Benjamin Rajani- Tá hvørt ljós líkist tær

TUTL
VÖ: 28.03.2025

Unsere Bewertung: 7/10

Eure Ø-Bewertung: 6/10

Liebe im Blick

Über die Färöer Inseln redet man hierzulande eigentlich nur, wenn sich die deutsche Nationalmannschaft mal wieder blamiert hat. Die Inselgruppe im Nordatlantik interessiert ansonsten nicht einmal Donald Trump, was die dänische Regierung mit Freude zur Kenntnis nehmen dürfte. Den Färinger Benjamin Rajani ficht das alles ohnehin nicht an, hat er doch seinen Wohnsitz nach Kopenhagen verlegt. Dort produziert er Musik, die kaum jemand außerhalb seines Sprachraums wahrnehmen dürfte, was ziemlich schade ist. "Tá hvørt ljós líkist tær" heißt sein neues Album, was übersetzt ungefähr "Wenn jedes Licht wie Du aussieht" heißt, sofern man dem Google-Übersetzer Glauben schenken kann. Der Titel passt auf jeden Fall perfekt zur Musik, denn die klingt wie ein verliebter Blick bei Sonnenaufgang. Mit viel Pathos trägt Rajani seine Songs vor und erinnert dabei nicht selten an einen gewissen Jónsi, der bekanntlich von einem anderen Eiland im kalten Norden stammt und ebenfalls die größtmögliche Geste bevorzugt.
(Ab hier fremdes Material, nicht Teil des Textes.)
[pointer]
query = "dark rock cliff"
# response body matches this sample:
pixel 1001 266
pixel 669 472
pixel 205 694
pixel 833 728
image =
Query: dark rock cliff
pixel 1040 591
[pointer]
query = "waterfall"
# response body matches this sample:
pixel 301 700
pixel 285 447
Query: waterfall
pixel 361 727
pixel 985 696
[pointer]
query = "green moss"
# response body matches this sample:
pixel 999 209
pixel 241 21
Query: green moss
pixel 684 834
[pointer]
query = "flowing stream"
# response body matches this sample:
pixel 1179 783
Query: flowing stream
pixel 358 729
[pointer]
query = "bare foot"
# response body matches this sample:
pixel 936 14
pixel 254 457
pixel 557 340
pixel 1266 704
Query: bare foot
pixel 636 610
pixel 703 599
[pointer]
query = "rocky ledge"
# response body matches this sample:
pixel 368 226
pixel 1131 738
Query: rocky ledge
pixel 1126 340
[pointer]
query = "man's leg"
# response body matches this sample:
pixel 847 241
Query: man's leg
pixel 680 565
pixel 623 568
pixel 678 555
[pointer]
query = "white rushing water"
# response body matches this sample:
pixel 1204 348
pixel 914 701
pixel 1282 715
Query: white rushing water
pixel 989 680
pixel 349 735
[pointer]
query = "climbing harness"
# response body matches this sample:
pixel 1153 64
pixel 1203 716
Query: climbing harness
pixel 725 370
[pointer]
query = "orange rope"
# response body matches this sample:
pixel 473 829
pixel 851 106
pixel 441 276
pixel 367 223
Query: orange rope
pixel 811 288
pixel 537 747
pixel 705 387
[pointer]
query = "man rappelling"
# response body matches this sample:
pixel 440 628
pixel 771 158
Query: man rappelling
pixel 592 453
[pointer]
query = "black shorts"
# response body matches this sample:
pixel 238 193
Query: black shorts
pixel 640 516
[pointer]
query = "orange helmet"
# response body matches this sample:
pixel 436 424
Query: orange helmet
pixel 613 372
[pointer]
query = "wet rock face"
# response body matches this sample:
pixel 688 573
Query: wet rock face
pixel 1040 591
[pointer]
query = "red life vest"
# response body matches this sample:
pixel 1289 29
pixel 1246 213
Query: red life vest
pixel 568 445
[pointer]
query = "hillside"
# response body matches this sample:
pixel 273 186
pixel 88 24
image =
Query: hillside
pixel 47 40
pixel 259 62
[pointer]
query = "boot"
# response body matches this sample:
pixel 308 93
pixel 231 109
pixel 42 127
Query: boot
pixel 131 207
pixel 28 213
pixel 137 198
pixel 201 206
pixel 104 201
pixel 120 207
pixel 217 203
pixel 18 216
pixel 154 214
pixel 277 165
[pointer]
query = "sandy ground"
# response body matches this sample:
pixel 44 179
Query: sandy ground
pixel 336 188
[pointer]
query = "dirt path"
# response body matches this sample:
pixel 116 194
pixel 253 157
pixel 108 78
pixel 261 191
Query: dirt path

Im Kern der Musik stehen meist akustische Instrumente, allen voran Gitarre, Klavier und Streicher. Rajani vereint folkloristische Elemente mit orchestralem Pomp und scheut dabei auch nicht vor einem gewissen Kitsch zurück. Gleichzeitig sorgen die fein austarierten Arrangements dafür, dass es nie zu seifig wird. Schon der Opener "Orð eru fátæk" vereint alle Stärken des Songwriters in sich. In den an Seemannslieder erinnernden Strophen erhebt Rajani klagend seine Stimme, begleitet von einer zaghaft gezupften Gitarre und einem unheilvoll schwummernden Akkordeon, ehe im Refrain per totaler Überwältigung sichergestellt wird, dass man beim Hören Gefühle hat. Auf diesem Niveau geht es weiter: "Royni enn at gloyma" folgt einem ähnlichen Laut-Leise-Schema, wählt allerdings einen deutlich melancholischeren Ansatz. Im Mittelpunkt steht Rajanis weiche Stimme, die in Verbindung mit der für deutsche Ohren eigentümlichen Sprache eine ungemeine Faszination entfaltet.

Doch erst die Melodien sind es, die aus Rajanis Musik etwas Besonderes machen. Fast jeder Song wartet mit grandiosen Steigerungen auf, immer wieder nehmen sie zudem unerwartete Wendungen. Wunderschön ist auch die detailverliebte Produktion, die jedes Instrument zum Strahlen bringt. In "Lívsins balkong" reicht etwa ein kleiner Background-Chor, um aus einem hübschen einen umwerfenden Moment zu machen. Wer sich mit allumfassenden Schönklang schwertut, dürfte jedoch mit "Tá hvørt ljós líkist tær" seine liebe Mühe haben. Misstöne oder gar Ausbrüche sucht man vergebens, was angesichts der durchweg hohen Qualität des Dargebotenen aber überhaupt nicht stört. Im Gegenteil: Manchmal reicht es, wenn Musik einfach nur angenehm zu hören ist. Und ein bisschen rocken kann Rajani durchaus, nachzuhören in dem verschrammelten "Minnist", das zum Schwelgen einlädt.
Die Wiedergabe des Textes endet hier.